About the cache and auto-suspension

The auto-suspend setting of the warehouse can have a direct impact on query performance because the cache is dropped when the warehouse is suspended. If a warehouse is running frequent and similar queries, it might not make sense to suspend the warehouse in between queries because the cache might be dropped before the next query is executed.

You can use the following general guidelines when setting the auto-suspension time limit:

● For tasks, Snowflake recommends immediate suspension.

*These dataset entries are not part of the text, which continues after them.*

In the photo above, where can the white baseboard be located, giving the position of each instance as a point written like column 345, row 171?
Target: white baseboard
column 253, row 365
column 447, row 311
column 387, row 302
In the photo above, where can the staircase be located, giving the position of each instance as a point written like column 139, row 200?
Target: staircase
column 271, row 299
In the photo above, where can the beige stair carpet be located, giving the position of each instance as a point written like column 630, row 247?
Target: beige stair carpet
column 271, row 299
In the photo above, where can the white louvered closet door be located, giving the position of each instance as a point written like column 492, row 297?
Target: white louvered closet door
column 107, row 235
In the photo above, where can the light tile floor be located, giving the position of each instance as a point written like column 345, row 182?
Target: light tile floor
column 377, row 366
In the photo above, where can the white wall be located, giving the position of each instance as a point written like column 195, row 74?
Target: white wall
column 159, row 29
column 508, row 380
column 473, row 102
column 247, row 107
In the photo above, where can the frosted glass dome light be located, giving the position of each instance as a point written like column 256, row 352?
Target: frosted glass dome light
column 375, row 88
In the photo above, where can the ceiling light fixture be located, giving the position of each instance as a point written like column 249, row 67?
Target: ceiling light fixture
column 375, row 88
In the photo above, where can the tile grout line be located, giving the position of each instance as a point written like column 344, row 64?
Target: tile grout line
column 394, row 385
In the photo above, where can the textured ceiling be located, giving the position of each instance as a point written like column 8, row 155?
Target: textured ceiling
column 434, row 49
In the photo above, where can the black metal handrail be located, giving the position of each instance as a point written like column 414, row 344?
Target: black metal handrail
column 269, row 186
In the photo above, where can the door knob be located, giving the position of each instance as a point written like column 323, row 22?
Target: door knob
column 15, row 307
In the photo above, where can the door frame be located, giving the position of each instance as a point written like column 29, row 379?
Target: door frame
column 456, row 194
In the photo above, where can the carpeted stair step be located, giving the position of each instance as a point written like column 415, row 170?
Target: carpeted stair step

● For DevOps, DataOps, and Data Science use cases, Snowflake recommends setting auto-suspension to approximately 5 minutes because the cache is not as important for ad-hoc and unique queries.

● For query warehouses, for example, BI and SELECT use cases, Snowflake recommends setting auto-suspend to at least 10 minutes to maintain the cache for users.

Cost Optimization

While ensuring the performance of machine resource elasticity, whether the capacity management of the warm-up pool is excellent is related to the cost and profit space of the data warehouse manufacturer. If there are a large number of idle machine resources in the warm-up pool that are not utilized, this part of the cost is held by the data warehouse manufacturer. If the idle water level of the warm-up pool is low, then the resource holding cost is transferred to the cloud manufacturer. How to do a good job in the capacity management of the warm-up pool is both related to the serverless experience and the cost of the data warehouse manufacturer.

Currently, cloud manufacturers have all launched spot instances, which are often only 1/10 of the price of regular instances, but the resource usage time is relatively short. If spot instances are applied on a large scale in the warm-up pool, it is a good choice, which not only ensures the performance of machine resource elasticity but also does not increase the resource holding cost too much.

In terms of how to apply spot instances well, it has put forward a relatively high requirement for the kernel of the data warehouse: it is necessary to solve the impact of spot instances being reclaimed on query latency and success rate. In this regard, Databricks, thanks to the fault tolerance of Spark's stage-by-stage execution, has supported the creation of instance pools by choosing spot instances.